In re Marriage of Feliciano (2009) 2009 Cal.App. Unpub. LEXIS 3836 (California Court of Appeal, Fourth Appellate District, Division Three) [unpublished].
— GMSR’s client Janna Feliciano and musician Jose Feliciano divorced in 1978. Their community property included royalty rights for dozens of Janna’s and Jose’s compositions and Jose’s recordings, including still-popular original works such as Feliz Navidad and covers of other songs such as Light My Fire. Despite numerous court orders and discovery sanctions, Jose never fully accounted to Janna for her share of these royalty rights. In a post-judgment proceeding originally filed in 1996, the trial court denied Janna any claim to certain royalties, found her claim to her share of other royalties barred by statute of limitations, and refused, on procedural grounds, to consider her claim to reimbursement for attorney’s fees and costs she incurred because of Jose’s intransigence.
The Court of Appeal reversed the trial court’s ruling and remanded for reconsideration on all three points. It held that the trial court’s interpretation of the 1978 marital dissolution judgment, which precluded Janna from sharing in certain royalties, was unfounded; that there is no statute of limitations on such claims; and that Janna is entitled to a ruling on the merits of her claim to fees and costs.

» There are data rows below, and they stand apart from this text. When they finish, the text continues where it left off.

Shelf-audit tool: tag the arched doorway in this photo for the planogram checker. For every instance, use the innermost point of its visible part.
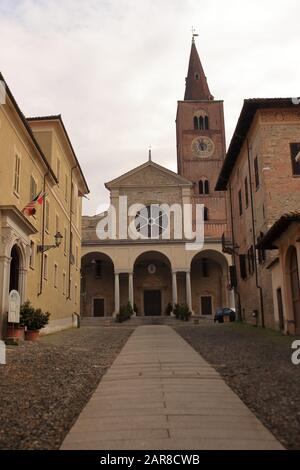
(152, 280)
(209, 279)
(294, 286)
(15, 265)
(97, 285)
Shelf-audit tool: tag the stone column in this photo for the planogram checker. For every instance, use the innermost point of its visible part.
(188, 290)
(117, 294)
(130, 289)
(174, 288)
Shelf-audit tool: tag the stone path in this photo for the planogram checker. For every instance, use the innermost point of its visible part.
(160, 394)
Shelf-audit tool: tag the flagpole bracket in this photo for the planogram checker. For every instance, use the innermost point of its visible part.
(57, 237)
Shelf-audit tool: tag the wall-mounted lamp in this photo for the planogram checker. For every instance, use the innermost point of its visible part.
(57, 238)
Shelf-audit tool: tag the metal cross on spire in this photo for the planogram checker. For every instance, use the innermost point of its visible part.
(194, 34)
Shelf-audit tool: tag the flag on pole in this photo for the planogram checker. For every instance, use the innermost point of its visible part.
(30, 208)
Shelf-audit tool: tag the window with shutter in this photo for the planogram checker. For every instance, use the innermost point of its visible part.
(243, 269)
(295, 156)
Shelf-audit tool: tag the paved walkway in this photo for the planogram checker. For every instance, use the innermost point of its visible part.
(160, 394)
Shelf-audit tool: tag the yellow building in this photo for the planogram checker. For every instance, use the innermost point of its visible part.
(36, 155)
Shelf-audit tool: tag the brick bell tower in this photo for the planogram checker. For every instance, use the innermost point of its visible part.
(201, 147)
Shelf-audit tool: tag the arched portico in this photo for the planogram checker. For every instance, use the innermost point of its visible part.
(97, 285)
(292, 283)
(209, 280)
(152, 283)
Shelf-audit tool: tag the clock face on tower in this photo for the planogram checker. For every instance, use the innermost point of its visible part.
(203, 147)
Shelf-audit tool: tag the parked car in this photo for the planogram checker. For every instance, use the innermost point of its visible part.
(224, 312)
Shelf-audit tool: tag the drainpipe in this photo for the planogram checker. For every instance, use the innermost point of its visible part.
(254, 240)
(70, 234)
(234, 254)
(43, 234)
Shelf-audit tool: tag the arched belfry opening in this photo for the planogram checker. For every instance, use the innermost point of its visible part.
(152, 281)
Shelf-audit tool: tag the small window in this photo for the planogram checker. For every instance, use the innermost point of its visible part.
(56, 223)
(76, 256)
(98, 268)
(47, 215)
(65, 241)
(32, 255)
(205, 268)
(201, 187)
(206, 122)
(45, 266)
(261, 252)
(206, 187)
(256, 173)
(246, 192)
(240, 203)
(55, 275)
(251, 260)
(295, 156)
(75, 294)
(58, 169)
(66, 188)
(64, 283)
(17, 174)
(243, 270)
(33, 188)
(72, 198)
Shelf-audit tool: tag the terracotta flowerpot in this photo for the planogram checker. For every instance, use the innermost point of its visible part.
(32, 335)
(15, 331)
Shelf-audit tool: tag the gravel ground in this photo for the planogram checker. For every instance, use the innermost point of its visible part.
(45, 384)
(257, 365)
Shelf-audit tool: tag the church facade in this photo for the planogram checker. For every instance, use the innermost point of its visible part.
(157, 271)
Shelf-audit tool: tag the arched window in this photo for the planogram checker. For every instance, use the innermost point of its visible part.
(151, 221)
(206, 187)
(201, 187)
(295, 288)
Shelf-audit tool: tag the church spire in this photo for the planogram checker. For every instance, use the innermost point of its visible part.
(196, 87)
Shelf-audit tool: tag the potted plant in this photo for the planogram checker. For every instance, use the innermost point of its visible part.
(33, 319)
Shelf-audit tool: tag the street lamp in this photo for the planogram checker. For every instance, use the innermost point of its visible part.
(57, 239)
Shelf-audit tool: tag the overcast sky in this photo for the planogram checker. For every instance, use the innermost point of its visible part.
(115, 69)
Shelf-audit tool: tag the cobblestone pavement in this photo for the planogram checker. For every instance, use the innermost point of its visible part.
(45, 384)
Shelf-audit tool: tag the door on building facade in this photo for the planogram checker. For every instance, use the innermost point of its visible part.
(280, 309)
(295, 288)
(98, 307)
(206, 305)
(152, 302)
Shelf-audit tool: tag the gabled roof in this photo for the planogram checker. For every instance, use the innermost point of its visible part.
(277, 229)
(178, 180)
(250, 107)
(58, 119)
(28, 128)
(196, 87)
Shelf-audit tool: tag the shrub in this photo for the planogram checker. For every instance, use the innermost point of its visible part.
(33, 319)
(182, 312)
(126, 311)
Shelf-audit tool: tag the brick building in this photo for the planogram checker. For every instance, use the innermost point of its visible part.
(153, 273)
(261, 175)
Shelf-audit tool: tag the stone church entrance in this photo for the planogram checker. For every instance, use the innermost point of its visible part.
(152, 302)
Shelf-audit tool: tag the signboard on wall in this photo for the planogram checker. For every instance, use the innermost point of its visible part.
(14, 307)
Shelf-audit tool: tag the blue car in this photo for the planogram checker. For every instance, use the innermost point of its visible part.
(222, 312)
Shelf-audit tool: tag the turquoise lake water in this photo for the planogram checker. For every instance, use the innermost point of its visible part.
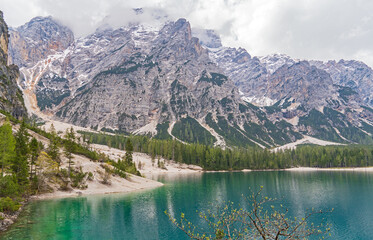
(141, 215)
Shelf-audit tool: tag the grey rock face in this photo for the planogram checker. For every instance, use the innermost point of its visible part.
(354, 74)
(127, 78)
(175, 79)
(37, 39)
(11, 99)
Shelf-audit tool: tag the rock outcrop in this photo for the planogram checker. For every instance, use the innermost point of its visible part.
(11, 99)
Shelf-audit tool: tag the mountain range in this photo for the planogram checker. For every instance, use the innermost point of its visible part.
(173, 81)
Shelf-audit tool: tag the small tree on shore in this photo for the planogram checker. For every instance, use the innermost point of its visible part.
(20, 161)
(7, 146)
(54, 144)
(261, 220)
(34, 153)
(129, 150)
(69, 147)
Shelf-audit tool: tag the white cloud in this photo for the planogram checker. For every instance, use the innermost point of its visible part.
(309, 29)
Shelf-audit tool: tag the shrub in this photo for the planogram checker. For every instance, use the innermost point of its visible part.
(8, 205)
(9, 186)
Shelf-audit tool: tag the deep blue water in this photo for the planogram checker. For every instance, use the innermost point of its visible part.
(141, 215)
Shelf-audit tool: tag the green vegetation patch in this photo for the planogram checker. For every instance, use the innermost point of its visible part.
(162, 131)
(189, 130)
(232, 136)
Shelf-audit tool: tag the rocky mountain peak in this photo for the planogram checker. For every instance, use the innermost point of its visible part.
(11, 99)
(37, 39)
(177, 36)
(207, 37)
(4, 39)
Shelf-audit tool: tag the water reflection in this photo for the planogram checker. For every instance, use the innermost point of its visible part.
(140, 215)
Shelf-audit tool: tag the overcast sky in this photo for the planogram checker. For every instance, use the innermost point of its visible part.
(306, 29)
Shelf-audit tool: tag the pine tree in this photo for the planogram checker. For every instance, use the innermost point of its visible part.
(129, 150)
(7, 146)
(34, 152)
(53, 148)
(69, 146)
(20, 162)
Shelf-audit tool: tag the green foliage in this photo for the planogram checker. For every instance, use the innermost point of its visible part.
(8, 205)
(345, 128)
(231, 134)
(77, 177)
(162, 132)
(211, 158)
(9, 186)
(7, 146)
(54, 144)
(259, 218)
(129, 150)
(189, 130)
(69, 146)
(20, 162)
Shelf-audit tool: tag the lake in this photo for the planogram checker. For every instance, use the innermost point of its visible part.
(140, 215)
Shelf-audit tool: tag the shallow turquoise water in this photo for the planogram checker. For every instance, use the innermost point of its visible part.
(140, 215)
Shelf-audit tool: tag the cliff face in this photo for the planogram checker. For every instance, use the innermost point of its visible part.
(38, 39)
(11, 99)
(139, 77)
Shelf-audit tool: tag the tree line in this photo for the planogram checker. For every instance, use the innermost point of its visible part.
(215, 158)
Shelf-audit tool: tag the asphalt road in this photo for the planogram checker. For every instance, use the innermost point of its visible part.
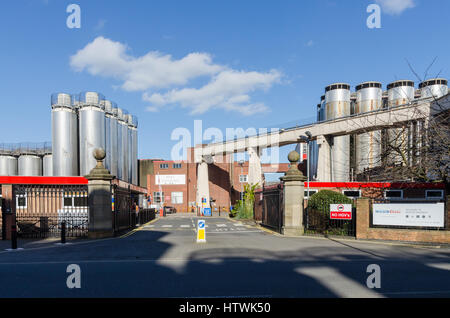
(163, 259)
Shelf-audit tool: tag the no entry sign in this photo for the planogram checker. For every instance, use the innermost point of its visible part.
(340, 211)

Edwards v. Arthur Andersen LLP (2008) 44 Cal.4th 937 (California Supreme Court) — Emphasizing the strong public policy underlying Business and Professions Code section 16600, the Supreme Court rejected the so-called “narrow restraint” exception to California’s statutory bar on employee covenants not to compete with former employers. Section 16600 voids "every contract by which anyone is restrained from engaging in a lawful profession, trade, or business of any kind . . . ." As GMSR urged on behalf of its employee client, the Supreme Court held that the statute means what it says: A noncompete that would in any way restrain an employee from working for another employer is void. The Court disapproved prior court decisions that held or implied the existence of a “narrow restraint” exception. In addition, as GMSR had advocated, the Supreme Court kept alive the employee’s case on whether an employer can validly require an employee to sign a release of "any and all" claims against the employer as a pre-condition for the employer’s facilitating the employee's transfer to a new job. Although the Supreme Court held that a release of "any and all claims" does not necessarily imply a release of claims that by law cannot be waived, the Court left it open for the employee to prove that the particular release his employer insisted he sign was invalid because the employer knew it was asking him to release claims that the Labor Code says cannot be waived.